Three years and five months later she’s spending a week finding out what’s behind those hungry eyes. Oh my. (I’m switching back to first person. It’s getting increasingly difficult to remain in third…) Over these years, I have had many incredible conversations in which boys have confided in me about hard things that have happened in their lives. But I had forgotten that, stereotypically, girls are much more willing and wanting to share about the hardest things in their lives. Girls find talking therapeutic. The conversations we have had have been…intense.
“I started dating my boyfriend when I was 10 and he was 24. I was pregnant by 12, but lost the baby when rival gang members attacked us.” (Points to the scar on her neck.)
“My neighbor went to the police about my dad sexually abusing me. Thankfully, he never touched my sister.”
“My brother is in a gang in our neighborhood and had started recruiting me. My grandmother brought me here to try and stop it from happening.”
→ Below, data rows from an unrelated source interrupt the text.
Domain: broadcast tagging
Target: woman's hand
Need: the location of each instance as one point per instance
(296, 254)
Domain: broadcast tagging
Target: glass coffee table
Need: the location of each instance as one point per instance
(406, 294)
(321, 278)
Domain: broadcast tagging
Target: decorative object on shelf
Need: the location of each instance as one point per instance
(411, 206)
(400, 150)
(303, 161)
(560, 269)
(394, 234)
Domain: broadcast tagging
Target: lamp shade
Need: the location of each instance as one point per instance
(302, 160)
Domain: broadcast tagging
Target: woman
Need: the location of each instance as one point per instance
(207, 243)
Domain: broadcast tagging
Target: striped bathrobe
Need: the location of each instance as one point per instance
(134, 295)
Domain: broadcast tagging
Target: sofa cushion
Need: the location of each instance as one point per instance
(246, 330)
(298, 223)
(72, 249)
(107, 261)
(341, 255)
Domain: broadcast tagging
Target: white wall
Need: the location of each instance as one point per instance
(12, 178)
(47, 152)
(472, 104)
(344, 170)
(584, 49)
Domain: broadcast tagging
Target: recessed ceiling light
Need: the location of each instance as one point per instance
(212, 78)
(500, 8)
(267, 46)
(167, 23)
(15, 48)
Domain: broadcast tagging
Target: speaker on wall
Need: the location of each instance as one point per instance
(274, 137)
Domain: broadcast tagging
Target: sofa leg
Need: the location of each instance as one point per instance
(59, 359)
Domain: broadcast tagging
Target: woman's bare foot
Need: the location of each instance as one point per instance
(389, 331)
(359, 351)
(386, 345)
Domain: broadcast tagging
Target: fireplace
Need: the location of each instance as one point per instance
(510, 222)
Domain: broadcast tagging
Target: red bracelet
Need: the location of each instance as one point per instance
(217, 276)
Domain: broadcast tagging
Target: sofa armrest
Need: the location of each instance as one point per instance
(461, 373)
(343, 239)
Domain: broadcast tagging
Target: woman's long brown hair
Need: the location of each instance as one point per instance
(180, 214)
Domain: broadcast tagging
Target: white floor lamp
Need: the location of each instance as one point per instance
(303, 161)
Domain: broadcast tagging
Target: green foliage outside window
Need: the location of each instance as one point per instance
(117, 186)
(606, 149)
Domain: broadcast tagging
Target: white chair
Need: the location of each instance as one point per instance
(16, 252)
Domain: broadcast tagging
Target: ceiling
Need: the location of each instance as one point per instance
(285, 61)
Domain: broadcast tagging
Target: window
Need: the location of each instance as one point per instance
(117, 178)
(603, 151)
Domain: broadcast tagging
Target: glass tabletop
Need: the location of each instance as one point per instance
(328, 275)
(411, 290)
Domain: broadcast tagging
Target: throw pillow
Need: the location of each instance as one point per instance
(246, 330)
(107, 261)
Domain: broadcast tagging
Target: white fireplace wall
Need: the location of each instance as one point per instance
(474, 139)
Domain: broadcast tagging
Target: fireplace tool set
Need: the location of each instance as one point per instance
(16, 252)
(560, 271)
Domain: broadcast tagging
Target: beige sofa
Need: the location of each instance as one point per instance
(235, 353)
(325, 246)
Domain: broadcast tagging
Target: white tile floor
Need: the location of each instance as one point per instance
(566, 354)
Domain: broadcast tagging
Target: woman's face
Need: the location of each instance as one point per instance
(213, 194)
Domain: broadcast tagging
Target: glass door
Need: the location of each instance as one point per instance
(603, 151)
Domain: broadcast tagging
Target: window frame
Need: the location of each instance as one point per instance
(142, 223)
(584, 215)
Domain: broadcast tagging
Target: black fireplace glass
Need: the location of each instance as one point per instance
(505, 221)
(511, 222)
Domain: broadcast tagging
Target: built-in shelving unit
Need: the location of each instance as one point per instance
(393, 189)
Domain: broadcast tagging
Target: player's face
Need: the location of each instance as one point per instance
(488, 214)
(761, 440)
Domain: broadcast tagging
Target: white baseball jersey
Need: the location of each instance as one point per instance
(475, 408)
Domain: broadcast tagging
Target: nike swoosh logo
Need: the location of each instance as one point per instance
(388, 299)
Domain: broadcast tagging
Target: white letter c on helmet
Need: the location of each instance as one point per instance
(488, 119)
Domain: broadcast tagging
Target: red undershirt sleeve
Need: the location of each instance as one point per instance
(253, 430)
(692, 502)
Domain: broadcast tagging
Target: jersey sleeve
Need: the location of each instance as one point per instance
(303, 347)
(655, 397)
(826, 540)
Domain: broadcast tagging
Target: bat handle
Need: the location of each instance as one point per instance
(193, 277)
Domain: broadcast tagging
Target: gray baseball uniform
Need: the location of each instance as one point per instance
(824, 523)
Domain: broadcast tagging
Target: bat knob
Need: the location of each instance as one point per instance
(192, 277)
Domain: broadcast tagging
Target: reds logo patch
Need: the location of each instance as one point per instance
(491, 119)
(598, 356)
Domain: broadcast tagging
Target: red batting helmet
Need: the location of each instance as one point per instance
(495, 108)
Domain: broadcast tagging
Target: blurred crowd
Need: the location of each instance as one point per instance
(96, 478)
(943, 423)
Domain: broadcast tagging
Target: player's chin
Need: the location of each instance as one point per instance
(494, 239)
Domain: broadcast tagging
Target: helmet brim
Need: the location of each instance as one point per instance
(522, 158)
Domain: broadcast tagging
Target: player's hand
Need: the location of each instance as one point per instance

“My stepdad has physically abused me since I was four. I finally told my brother about it. He tried to kill my stepdad. Now he’s in jail for fifteen years and I have no one else to live with.”
“When I think about my family, I cut myself with a piece of broken glass.”
This is what I wanted. Hearing these stories. Putting an arm around them as they cry.
Every night, we do ‘highs and lows’ for the day as a team. The lows have consistently been not being able to communicate with the girls as much as they would like. I was in the same place 3.5 years ago. I longed to connect with the girls. I dreamed of this being my life. And I assumed that this was a silly aspiration that would be swallowed up by the life that I was actually going to lead.
But here I am.
And what now?
Think of any movie you have ever seen in which someone is able to grant wishes. What do they have in common? There is always some sort of loophole. The wishes always seem to backfire. I feel a bit like that hapless drifter who stumbled upon a shiny bottle and spoke her wishes without fully thinking them through. I have become very good at being able to sit and listen. That was my wish. But my responses are woefully inept. These girls are allowing me to enter into the most painful periods of their lives. It’s like they’re placing their maimed and whimpering puppy in my hands and all I can do is ponder its wounds while making concerned noises. What can I say to the thirteen year old child who is the mother of a dead baby? The girl who was raped by her father then blamed by her grandmother for breaking up her parent’s marriage?
Know what I said?
A whole lot of not much.
And that is discouraging.
But I know I’m here for a reason. I know that I’m supposed to be doing this. I want them to put that little puppy in my hands. I just want to be able to do more about it. I have gotten to this point by putting one foot in front of the other and allowing God to bring people, resources, experiences, books and hope on this path at exactly the right time. I have come full circle just to find that the circle is so much bigger. More of a spiral really. As I start these next 3.5 years, I’m simply going to wish that I will be equipped for this work. And that I will be able to equip others, who will then equip a few more. If at the end of these next 3.5 years I continue to feel inept, I still have that final wish, right?
Unless I find a way around that “can’t wish for more wishes” rule.